Dokumen FSB menjabarkan tujuan jangka panjang termasuk penciptaan pengaruh kelompok pro-Rusia yang stabil di elit politik dan ekonomi Moldova dan pembentukan sikap negatif terhadap NATO.
“Kami tidak tahu apa-apa tentang keberadaan rencana semacam itu. Saya tidak mengesampingkan bahwa ini adalah palsu lainnya. Rusia selalu dan tetap terbuka untuk membangun hubungan bertetangga yang baik dan saling menguntungkan, termasuk dengan Moldova,” terang juru bicara Kremlin Dmitry Peskov saat ditanya tentang dokumen tersebut pada Kamis (16/3/2023),
"Kami sangat menyesal bahwa kepemimpinan Moldova saat ini mengalami prasangka yang sepenuhnya tidak dapat dibenarkan dan tidak berdasar terhadap Moskow,” lanjutnya.
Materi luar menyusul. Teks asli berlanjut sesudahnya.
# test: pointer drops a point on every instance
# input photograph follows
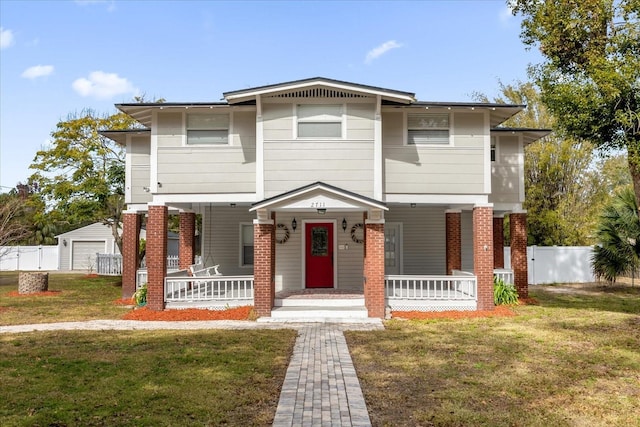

Rusia menuduh Ukraina berencana untuk menyerang dan mengambil alih Transnistria, yang berbatasan dengan Ukraina barat daya. Kementerian pertahanan Rusia mengatakan bulan lalu bahwa Ukraina sedang mengumpulkan senjata di beberapa desa perbatasan. Moldova dan Ukraina sama-sama menolak klaim tersebut.
Bulan lalu, Presiden Rusia Vladimir Putin membatalkan dekrit tahun 2012 yang mendukung kedaulatan Moldova, dengan mengatakan langkah itu untuk “memastikan kepentingan nasional Rusia sehubungan dengan perubahan besar yang terjadi dalam hubungan internasional.”